Illinois was most corrupt of 10 largest states under Madigan’s reign

Illinois was most corrupt of 10 largest states under Madigan’s reign

Illinois averaged over one federal public corruption conviction a week during the Madigan era. That is the most convictions per capita among the top 10 most populous states between 1983 and 2018.

During Michael Madigan’s tenure as speaker of the Illinois House of Representatives, Illinois ranked most corrupt among the top 10 most populous states in the country, federal data shows.

Madigan was first elected speaker in 1983 and has held the office every year except two since then. Throughout his tenure, there have been numerous scandals, including the $1.3 million bribery scheme involving utility company Commonwealth Edison, currently being investigated by federal authorities. Federal investigators appear to be circling Madigan, and the pressure may have cost him the leadership role he spent decades building into the state’s most powerful position.

Illinois House Democrats are breaking ranks and supporting other candidates for speaker, with a vote set for Jan. 13. Both U.S. Senators and Gov. J.B. Pritzker want Madigan out as chairman of the Illinois Democratic Party.

Madigan denied turning ComEd into a patronage haven of no-work jobs, as the utility’s prosecution agreement and internal emails portray. He responded to the federal indictment of his close confidant and three others for a scheme to bribe him by hiring his cronies by declaring there is “nothing wrong or illegal about making job recommendations.”

While the ComEd investigation may be what finally dethrones Madigan, it is far from his first scandal. He survived the others: a racially discriminatory legislative map, a University of Illinois admissions scandal, waiting to disclose his law firm’s involvement during a state bailout of McCormick Place, a Metra patronage scandal and allegations of a culture of sexual harassment in his office and among his political operatives.

But Illinois has suffered more than anywhere else from this culture of corruption.

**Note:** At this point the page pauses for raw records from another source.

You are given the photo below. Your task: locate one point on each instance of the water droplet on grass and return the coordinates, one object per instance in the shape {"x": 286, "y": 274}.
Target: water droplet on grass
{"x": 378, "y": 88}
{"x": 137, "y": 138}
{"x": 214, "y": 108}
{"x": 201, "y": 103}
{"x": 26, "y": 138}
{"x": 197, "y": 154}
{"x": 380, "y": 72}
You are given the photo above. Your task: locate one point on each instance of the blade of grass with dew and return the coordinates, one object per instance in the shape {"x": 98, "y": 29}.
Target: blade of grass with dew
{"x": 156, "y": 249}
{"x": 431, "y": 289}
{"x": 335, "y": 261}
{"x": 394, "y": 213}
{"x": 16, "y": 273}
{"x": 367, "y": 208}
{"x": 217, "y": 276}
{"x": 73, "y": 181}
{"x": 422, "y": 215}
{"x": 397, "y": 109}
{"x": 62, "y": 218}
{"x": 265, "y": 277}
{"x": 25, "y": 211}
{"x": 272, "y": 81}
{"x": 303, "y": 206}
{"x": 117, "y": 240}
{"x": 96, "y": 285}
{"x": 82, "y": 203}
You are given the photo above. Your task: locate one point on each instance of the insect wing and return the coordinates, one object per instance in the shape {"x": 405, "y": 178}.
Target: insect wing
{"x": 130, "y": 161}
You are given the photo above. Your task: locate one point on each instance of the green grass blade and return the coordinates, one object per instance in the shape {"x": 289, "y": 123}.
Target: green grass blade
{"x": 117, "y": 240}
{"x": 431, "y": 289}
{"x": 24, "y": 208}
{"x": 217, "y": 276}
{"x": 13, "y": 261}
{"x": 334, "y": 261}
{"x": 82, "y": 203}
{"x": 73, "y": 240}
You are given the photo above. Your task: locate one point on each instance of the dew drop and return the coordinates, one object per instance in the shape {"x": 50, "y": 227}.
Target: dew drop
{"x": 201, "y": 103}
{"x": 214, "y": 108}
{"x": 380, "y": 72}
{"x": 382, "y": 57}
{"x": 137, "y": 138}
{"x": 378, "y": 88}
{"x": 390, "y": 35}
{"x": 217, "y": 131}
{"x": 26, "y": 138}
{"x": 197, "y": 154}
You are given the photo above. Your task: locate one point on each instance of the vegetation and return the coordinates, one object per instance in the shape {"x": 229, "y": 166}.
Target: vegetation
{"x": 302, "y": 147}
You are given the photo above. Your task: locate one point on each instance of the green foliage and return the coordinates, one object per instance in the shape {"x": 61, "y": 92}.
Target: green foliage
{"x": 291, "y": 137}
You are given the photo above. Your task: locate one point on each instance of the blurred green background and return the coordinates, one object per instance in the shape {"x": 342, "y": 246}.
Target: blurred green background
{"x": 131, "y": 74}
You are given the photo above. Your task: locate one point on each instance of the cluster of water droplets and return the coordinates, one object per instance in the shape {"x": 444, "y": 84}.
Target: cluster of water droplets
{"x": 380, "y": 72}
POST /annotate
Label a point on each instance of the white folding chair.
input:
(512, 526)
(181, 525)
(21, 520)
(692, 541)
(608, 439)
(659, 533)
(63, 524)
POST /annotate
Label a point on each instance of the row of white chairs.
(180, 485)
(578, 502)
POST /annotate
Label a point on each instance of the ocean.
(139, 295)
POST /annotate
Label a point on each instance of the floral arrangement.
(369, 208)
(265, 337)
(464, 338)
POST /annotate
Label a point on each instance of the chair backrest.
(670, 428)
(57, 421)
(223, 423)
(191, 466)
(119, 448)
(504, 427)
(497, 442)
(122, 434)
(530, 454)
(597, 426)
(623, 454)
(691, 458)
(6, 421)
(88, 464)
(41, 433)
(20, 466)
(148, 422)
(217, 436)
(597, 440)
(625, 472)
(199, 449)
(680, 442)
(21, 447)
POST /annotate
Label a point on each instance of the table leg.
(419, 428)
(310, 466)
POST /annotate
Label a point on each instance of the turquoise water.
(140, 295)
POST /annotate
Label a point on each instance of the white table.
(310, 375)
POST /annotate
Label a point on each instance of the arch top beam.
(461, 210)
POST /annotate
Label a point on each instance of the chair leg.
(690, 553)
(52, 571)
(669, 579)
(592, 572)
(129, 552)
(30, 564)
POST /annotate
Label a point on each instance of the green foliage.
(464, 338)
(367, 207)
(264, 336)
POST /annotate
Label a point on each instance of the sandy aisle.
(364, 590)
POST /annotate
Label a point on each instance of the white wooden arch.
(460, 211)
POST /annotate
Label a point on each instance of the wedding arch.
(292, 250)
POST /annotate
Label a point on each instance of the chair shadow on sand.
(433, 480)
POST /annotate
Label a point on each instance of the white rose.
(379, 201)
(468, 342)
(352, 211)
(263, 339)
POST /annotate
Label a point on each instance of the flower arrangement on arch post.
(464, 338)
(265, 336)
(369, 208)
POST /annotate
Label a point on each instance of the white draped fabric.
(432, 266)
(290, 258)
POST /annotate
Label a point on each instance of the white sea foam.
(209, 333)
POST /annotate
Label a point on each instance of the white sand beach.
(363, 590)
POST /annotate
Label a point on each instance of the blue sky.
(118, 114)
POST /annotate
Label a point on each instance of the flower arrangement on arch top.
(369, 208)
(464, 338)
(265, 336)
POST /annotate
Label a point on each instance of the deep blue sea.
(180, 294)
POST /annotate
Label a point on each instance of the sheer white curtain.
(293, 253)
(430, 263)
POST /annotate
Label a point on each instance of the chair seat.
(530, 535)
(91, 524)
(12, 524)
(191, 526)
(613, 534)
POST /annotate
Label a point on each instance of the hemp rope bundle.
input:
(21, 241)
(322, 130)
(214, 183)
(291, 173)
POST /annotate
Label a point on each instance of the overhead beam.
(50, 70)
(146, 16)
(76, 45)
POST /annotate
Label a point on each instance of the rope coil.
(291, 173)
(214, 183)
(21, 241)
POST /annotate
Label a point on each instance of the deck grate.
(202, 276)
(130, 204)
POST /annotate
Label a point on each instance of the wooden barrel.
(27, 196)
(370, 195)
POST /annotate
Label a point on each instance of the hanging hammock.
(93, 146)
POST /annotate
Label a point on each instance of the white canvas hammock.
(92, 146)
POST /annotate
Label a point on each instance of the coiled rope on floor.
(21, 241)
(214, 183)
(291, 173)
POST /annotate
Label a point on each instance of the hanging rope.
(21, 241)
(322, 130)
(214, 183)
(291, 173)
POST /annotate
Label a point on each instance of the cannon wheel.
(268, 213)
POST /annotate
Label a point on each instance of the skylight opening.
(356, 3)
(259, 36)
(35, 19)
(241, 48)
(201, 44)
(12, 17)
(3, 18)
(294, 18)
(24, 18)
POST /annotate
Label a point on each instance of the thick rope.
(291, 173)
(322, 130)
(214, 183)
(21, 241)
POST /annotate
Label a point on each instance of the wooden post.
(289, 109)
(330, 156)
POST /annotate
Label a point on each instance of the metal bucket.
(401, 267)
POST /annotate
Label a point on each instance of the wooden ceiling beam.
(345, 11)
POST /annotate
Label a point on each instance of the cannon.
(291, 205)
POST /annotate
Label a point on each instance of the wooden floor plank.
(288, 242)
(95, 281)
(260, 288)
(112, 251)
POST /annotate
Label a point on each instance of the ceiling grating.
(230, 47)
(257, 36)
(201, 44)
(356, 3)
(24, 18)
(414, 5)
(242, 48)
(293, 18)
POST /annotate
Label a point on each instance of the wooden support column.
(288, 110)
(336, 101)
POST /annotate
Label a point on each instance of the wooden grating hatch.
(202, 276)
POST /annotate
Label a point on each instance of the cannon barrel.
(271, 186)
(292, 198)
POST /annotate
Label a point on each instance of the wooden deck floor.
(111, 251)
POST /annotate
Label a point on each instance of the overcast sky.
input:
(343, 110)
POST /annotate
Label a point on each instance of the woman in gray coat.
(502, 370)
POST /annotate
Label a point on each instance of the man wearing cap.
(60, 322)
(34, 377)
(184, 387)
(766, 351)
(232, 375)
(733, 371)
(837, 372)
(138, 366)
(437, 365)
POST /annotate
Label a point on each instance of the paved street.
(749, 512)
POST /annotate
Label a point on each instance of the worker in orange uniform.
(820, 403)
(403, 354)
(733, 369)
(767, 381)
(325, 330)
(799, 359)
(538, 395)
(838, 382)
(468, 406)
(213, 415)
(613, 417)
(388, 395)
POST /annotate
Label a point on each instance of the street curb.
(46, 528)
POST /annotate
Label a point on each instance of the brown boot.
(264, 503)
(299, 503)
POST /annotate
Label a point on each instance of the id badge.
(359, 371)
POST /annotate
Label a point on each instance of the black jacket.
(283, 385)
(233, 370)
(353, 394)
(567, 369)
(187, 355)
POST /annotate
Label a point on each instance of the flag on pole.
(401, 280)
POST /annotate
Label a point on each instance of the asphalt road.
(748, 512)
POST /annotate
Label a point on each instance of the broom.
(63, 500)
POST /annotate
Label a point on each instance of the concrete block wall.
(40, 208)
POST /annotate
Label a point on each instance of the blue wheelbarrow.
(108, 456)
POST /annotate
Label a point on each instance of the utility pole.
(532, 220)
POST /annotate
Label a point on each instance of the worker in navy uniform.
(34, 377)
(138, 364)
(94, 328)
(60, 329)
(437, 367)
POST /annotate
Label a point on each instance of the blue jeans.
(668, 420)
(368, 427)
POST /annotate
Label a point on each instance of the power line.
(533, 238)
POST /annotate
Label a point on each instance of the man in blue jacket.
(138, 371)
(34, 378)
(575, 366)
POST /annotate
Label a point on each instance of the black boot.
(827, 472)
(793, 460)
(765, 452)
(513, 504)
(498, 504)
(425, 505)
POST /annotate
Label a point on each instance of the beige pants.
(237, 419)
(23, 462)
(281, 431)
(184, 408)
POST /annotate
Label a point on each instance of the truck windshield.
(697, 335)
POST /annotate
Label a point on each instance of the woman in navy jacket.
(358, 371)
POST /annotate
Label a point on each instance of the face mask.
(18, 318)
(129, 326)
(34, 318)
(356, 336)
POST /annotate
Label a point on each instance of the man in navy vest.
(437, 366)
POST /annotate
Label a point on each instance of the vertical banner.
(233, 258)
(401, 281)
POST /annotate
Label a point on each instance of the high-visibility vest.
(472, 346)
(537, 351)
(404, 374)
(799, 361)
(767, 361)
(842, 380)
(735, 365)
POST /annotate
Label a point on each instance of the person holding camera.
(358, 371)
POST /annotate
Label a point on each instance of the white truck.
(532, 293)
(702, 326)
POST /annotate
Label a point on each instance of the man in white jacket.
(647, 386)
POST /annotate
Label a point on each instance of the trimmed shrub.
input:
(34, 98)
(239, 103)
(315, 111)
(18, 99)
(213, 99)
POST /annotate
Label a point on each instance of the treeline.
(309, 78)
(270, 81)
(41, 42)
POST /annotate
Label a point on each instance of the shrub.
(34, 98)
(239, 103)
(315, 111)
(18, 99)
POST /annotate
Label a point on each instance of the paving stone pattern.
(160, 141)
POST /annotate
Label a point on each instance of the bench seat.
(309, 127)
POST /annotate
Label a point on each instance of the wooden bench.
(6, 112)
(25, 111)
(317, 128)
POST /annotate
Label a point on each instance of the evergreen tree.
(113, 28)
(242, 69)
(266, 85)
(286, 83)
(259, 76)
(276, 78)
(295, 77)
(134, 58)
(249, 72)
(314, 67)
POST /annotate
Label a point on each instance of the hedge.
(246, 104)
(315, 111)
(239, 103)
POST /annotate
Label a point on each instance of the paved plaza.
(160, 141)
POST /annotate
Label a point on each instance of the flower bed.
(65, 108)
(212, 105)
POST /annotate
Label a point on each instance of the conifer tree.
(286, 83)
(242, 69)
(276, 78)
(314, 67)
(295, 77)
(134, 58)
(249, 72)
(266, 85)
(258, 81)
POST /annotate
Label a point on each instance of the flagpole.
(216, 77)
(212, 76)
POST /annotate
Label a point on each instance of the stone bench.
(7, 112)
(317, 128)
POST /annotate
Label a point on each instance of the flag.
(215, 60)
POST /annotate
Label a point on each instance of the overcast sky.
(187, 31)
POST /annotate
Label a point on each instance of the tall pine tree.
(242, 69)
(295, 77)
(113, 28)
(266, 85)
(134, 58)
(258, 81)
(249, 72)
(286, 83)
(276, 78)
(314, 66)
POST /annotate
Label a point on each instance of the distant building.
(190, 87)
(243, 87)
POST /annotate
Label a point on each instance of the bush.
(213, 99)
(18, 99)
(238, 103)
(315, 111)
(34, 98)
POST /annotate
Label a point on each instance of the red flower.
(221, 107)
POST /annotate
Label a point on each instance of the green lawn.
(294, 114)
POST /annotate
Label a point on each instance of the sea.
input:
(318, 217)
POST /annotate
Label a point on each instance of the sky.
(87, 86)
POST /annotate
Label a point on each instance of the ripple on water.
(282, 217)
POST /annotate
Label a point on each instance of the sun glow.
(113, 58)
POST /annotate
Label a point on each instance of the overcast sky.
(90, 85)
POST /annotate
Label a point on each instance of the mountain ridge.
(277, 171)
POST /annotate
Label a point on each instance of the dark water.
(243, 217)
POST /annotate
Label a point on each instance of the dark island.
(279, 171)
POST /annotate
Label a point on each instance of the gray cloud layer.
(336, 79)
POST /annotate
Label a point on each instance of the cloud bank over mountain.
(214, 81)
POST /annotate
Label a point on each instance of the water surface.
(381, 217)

During Madigan’s tenure as speaker, the average number of federal public corruption convictions per capita in Illinois was the worst among large states, according to U.S. Department of Justice numbers. The state averaged over a corruption conviction a week, for a total of 1,978 from 1983 until 2018, the most recent data

A recent Illinois Policy Institute report found illegal corruption in Illinois from 2000 to 2017 cost the state $550 million every year in lost economic growth. But that is just a portion of the time Madigan has wielded power in the state. Plus, corruption has cost Illinois more than economic growth – it has cost residents faith in their government. By 2016, Illinoisans had the lowest trust in their government of any state’s residents, according to Gallup polls.

This lack of trust has not gone unnoticed by Illinois Democrats, who despite national gains suffered significant defeats in Illinois on Nov. 3. They failed to pass Pritzker’s “fair tax” constitutional amendment, lost an Illinois Supreme Court retention race for the first time since the state began the practice and lost one seat in the Illinois House. Madigan’s legacy of corruption is dragging the party down, which is preventing him from getting the 60 votes he needs to hold on to the speakership.

The House cannot conduct any other business until a speaker is elected. In 1975, the scramble for a new speaker lasted two weeks and 93 votes before a compromise was reached.

Political bosses are not new in Illinois, but Madigan raised their practices to high art. The cost is carried by millions of Illinoisans living with and paying for the culture of corruption that has become synonymous with Madigan and the state.

Removing Madigan is only the first step needed to get Illinois out of its current spiral. Illinois is sorely in need of ethics reform: fair legislative maps, an independent Legislative Inspector General, an end to lawmaker lobbying and the revolving door, more transparency in lawmakers’ financial disclosures, and reform to the procedural rules that govern the House.

Those reforms are much likelier once Madigan is out of the speaker’s chair. Members of the Illinois House of Representatives then have an opportunity to make a clean break with Illinois’ history of corruption by reforming how they do business so a Madigan clone does not emerge. They should seize that opportunity.